Diiluar Ballroom hotel milik keluarganya, tempat berlangsungnya acara, Senja mencoba menghirup oksigen sebanyak - banyaknya, dia belum mampu mencerna semuanya dengan baik, dia bahkan belum mencicipi makanan apapun, dia terlalu sibuk dengan rentetan pertanyaan dari keluarga besarnya, "Kenapa sampai 5 tahun kamu ngga pulang?", "emangnya kuliah di Belanda ngga ada liburnya sampai ngg bisa pulang?"," kamu kerja apa di Belanda sampai ngga pulang?", semua pertanyaan seputar "KENAPA SELAMA LIMA TAHUN TIDAK PULANG???"
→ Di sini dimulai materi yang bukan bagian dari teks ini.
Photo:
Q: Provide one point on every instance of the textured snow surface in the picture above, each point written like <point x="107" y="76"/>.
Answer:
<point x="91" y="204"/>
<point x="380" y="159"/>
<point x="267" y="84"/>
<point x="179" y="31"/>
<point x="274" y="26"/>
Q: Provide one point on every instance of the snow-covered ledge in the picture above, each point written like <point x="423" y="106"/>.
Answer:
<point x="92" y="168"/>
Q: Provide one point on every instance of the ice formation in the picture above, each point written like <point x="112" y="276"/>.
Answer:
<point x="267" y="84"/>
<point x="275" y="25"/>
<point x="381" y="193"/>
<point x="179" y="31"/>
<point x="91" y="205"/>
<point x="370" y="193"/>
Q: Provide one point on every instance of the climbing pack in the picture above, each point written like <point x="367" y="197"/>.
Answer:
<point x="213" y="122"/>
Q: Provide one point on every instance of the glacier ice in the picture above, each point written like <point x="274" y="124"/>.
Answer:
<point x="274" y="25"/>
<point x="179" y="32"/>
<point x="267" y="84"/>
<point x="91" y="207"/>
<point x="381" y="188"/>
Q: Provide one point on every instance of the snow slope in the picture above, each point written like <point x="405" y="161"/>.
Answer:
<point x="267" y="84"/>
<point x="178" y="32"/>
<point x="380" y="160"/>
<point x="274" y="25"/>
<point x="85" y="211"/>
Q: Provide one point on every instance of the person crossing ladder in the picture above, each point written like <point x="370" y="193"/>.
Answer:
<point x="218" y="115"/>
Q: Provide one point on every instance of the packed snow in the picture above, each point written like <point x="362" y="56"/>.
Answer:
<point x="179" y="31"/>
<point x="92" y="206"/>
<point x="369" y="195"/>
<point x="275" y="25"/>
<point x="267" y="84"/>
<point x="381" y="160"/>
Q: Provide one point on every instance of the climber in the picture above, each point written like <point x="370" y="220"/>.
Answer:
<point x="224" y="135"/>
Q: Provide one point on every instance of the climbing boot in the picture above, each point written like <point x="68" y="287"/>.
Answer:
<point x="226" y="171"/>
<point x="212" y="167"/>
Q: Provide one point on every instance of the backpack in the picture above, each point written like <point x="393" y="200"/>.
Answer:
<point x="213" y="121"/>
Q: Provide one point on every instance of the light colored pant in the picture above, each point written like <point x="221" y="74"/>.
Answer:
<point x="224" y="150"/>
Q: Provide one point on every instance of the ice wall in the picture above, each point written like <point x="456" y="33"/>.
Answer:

Wajar saja semuanya bertanya - tanya, karena seharusnya untuk biaya tiket pulang pergi ke Belanda bukanlah hal yang sulit bagi keluarga Kalandra.

Memang buukan karena tiket, bukan karena tak rindu keluarganya, bukan karena dia terlalu sibuk pula hinnga tak kunjung kembali, tetapi karena dia menjadi pengecut menghadapi dunianya, lantas dia memilih melarikan diri.

"Cucu oma kenapa disini?", Oma Niti menghampiri Senja keluar Ballroom

"Eh Oma kenapa keluar juga?", Senja balik bertanya pada Omanya

"Oma merasa letih, Oma ingin pulang beristirahat", Jawab Oma mendekati Senja.

Mendadak Senja gamang mendengar kata pulang, setelah acara ini haruskah dia pulang juga?, pulang kemana? bahkan sekalipun Papanya tak pernah menyuruhnya pulang kembali, apa masih boleh dia pulang??

"Ayo kita pulang, dimana barang - barangmu? bukankah kamu langsung kesini dari Bandara?", lanjut Oma seolah mengerti kegamangannya.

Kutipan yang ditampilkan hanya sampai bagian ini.